L’Idéaliste dans sa dernière entrée nous invitait à réfléchir sur la dépendance amoureuse en nous proposant d’écouter une récente émission de France inter là dessus. A vrai dire je n’ai pas eu le temps d’aller écouter mais la phrase qui présentait un des bouquins accompagnant l’émission me paraît des plus sensées : « Et si la dépendance amoureuse n'était pas de l'amour, mais de la dépendance ? Et si, en amour aussi, il fallait grandir pour pouvoir passer de la dépendance à l'individuation ? ».

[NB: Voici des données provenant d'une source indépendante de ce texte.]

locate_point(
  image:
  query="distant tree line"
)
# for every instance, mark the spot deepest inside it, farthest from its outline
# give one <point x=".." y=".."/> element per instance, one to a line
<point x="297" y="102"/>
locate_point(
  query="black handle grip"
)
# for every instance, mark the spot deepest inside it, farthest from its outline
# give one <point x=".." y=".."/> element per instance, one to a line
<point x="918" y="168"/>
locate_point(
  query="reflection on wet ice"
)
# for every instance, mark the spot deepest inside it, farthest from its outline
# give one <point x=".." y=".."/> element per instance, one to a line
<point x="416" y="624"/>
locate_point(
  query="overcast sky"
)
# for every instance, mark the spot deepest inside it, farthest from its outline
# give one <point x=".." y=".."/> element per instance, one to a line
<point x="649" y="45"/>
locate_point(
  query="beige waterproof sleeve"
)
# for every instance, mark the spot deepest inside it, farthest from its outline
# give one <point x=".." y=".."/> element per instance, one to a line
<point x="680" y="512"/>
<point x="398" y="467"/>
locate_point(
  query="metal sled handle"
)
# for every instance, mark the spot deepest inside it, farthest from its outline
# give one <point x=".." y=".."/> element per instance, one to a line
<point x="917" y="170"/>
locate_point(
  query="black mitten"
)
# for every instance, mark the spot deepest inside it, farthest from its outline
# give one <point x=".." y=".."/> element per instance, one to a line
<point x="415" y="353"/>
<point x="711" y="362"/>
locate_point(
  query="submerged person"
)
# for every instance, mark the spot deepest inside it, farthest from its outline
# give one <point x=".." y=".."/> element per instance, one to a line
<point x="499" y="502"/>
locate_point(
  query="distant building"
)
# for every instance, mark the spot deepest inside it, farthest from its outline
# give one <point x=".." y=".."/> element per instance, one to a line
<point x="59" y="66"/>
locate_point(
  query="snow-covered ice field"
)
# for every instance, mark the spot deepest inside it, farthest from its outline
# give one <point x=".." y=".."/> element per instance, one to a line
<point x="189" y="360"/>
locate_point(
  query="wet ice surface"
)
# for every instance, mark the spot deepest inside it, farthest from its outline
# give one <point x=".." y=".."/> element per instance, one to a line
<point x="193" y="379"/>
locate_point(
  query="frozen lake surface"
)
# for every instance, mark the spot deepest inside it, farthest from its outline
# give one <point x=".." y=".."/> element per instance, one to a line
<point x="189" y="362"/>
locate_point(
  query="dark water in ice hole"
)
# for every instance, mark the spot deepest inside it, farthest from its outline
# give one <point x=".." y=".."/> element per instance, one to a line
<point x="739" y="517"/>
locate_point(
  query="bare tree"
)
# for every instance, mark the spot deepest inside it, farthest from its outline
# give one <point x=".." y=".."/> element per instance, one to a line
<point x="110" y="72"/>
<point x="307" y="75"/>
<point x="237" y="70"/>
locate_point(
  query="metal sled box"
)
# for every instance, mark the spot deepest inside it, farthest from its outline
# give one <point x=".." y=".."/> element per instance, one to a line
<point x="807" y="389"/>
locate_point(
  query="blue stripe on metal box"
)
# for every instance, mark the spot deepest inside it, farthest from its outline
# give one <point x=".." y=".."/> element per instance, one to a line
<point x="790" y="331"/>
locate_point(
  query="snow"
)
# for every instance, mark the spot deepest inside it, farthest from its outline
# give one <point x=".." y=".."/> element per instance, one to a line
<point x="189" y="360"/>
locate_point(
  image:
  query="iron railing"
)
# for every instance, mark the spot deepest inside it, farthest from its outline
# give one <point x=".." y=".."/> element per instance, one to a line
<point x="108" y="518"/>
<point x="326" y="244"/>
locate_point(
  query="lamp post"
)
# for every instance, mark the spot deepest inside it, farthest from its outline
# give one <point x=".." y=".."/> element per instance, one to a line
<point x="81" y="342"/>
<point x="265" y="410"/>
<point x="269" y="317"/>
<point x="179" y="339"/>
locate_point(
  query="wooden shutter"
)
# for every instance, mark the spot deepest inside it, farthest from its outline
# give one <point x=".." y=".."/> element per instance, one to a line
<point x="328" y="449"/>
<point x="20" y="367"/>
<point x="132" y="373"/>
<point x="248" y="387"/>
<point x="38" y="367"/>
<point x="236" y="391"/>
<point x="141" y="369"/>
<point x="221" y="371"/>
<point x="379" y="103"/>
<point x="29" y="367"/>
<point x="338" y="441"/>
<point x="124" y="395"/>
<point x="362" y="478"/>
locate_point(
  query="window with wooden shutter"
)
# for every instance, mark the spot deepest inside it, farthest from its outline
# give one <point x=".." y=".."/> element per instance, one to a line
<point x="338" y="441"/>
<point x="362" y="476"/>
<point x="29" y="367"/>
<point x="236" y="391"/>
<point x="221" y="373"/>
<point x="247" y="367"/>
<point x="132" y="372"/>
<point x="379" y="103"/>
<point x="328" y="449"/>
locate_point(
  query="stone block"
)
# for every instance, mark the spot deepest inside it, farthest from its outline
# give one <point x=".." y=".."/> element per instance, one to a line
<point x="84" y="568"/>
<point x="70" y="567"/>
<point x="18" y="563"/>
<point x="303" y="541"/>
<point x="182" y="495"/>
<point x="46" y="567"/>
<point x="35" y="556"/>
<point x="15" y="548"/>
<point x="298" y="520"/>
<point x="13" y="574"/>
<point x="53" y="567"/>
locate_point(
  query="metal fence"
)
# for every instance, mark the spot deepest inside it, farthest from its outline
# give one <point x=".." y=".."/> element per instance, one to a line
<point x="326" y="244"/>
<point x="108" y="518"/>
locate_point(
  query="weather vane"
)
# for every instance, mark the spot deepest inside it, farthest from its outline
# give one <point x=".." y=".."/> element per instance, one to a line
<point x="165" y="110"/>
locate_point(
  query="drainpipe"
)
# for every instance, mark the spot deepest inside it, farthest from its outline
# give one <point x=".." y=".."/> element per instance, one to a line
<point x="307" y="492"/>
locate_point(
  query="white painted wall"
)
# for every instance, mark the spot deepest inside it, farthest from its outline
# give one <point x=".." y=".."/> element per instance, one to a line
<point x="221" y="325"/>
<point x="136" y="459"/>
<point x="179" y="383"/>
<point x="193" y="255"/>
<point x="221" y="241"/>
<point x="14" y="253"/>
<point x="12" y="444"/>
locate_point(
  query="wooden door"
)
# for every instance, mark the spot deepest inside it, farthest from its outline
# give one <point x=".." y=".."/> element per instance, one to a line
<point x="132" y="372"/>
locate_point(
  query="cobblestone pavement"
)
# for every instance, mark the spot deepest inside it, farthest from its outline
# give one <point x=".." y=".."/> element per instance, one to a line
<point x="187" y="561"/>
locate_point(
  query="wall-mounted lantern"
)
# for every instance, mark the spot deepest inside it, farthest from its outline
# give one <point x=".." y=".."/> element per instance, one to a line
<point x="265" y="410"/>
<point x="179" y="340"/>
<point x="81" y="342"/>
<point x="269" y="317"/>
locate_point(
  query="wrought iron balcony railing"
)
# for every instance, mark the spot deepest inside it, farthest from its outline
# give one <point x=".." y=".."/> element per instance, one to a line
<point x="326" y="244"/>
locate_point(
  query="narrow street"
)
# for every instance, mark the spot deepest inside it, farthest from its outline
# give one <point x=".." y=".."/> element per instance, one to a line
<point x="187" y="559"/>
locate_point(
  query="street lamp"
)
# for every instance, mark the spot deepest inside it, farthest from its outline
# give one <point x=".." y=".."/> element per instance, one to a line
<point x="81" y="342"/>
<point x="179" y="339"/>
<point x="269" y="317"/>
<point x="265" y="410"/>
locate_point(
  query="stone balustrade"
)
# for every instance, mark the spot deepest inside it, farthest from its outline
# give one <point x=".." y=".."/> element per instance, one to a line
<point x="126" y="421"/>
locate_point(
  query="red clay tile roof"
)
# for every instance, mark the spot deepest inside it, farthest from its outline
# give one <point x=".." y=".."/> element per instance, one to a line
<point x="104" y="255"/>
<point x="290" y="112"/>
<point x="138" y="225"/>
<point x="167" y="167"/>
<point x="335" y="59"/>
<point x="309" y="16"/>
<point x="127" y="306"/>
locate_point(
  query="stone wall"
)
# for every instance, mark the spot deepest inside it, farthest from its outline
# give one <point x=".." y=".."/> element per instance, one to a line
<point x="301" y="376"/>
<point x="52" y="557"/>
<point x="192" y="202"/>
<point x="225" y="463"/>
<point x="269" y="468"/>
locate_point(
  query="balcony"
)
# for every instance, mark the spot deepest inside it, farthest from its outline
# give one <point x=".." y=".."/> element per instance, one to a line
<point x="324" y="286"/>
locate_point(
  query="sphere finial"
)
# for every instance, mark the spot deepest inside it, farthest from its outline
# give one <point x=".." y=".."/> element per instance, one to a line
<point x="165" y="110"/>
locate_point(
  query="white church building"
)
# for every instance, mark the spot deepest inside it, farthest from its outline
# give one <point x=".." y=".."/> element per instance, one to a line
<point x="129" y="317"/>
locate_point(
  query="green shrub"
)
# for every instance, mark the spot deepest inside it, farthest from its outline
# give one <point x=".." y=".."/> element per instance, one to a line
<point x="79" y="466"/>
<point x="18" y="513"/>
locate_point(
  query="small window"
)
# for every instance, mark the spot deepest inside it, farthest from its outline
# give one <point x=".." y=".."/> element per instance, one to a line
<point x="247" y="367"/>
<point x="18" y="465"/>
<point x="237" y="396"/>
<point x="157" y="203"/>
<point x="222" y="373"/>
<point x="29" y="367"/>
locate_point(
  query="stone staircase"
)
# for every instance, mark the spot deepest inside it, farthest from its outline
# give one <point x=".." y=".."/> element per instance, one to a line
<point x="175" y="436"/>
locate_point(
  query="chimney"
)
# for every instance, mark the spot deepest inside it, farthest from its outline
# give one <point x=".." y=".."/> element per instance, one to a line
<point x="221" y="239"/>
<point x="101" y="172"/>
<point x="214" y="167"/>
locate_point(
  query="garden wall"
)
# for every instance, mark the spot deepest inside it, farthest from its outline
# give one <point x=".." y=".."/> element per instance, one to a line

Et ça m’a donné envie de revenir un peu sur l’amitié amoureuse. L’Idéaliste avait prolongé ma propre entrée sur le sujet, analysant mes mots quasiment comme dans un commentaire de texte ! J’y avais retrouvé beaucoup de choses que je pense et en tout cas cette façon partagée que nous avons de valoriser ce mode de relation et de souhaiter pouvoir le vivre. Mais aussi quelques points sur lesquels il me semble que je diverge. J’avais eu envie de commenter sur le moment mais j’ai laissé passer comme souvent. Alors puisque sa dernière entrée d’une certaine façon m’y ramène, voici :

Une relation d’amitié amoureuse doit-elle obligatoirement passer par une phase plus passionnelle comme semble le dire l’Idéaliste, impliquant ensuite une « défusion » avec tous les risques qu’elle comporte ? Doit-elle au moins partir d’une vive attirance à priori des corps ? Moi je ne crois pas. Il me semble qu’elle peut se bâtir à partir de la relation d’amitié elle même, en être pensé comme le beau complément, ne pas être à priori portée par le désir. Il peut y avoir même quasiment une pointe de volontarisme : on se sent bien ensemble, en complicité, on ne ressent pas spécialement l’attirance des corps, on peut avoir envie d’aller vers elle pour accomplir la relation, faire qu’elle s’épanouisse dans toutes les dimensions possibles. Bien sûr ça peut ne pas marcher et alors il faudra savoir s’arrêter à temps mais ça peut aussi marcher formidablement, le désir peut se construire, il peut se découvrir dans l’approche progressive, à partir des mots qui deviennent des caresses tendres, à partir des caresses tendres qui deviennent un plus vif désir puis la promesse de belles jouissances.

La condition il me semble pour que cela soit possible c’est bien que chaque partenaire entre dans la relation en l’ayant précisément bornée, hors dépendance amoureuse, en sachant qu’elle n’est qu’une annexe d’une autre part de la vie, d’une autre relation dont ni l’un ni l’autre des partenaires n’envisage la remise en cause. Elle implique aussi sans doute que les partenaires soient éloignés géographiquement dans leurs vies quotidiennes, que leurs rencontres soient peu fréquentes, qu’elles restent des parenthèses qui n’interfèrent pas ou peu sur le reste de la vie. Une trop grande proximité en multipliant les occasions, risqueraient beaucoup plus de conduire à la remise en cause des équilibres, à des dynamiques déstabilisantes. Évidemment tout ça c’est un schéma, dans lequel de l’imprévu peut venir se glisser, remettant en cause les belles constructions rationnelles. Heureusement d’ailleurs que l’imprévu est possible et qu’il reste du risque, le risque c’est la vie ! Mais lorsque ça peut fonctionner ainsi dans l’harmonie et tant que ça le peut, qu’elles sont belles ces annexes, ces parenthèse, comme elles irradient tout le reste de la vie. Ce sont des annexes du point de vue de la durée, du temps passé ensemble par les « amis amoureux » mais elles sont centrales néanmoins dans leur économie de vie et de désir, elles sont de superbes suppléments d’âme à des quotidiens qui, sans elles, seraient bien plus difficiles à vivre.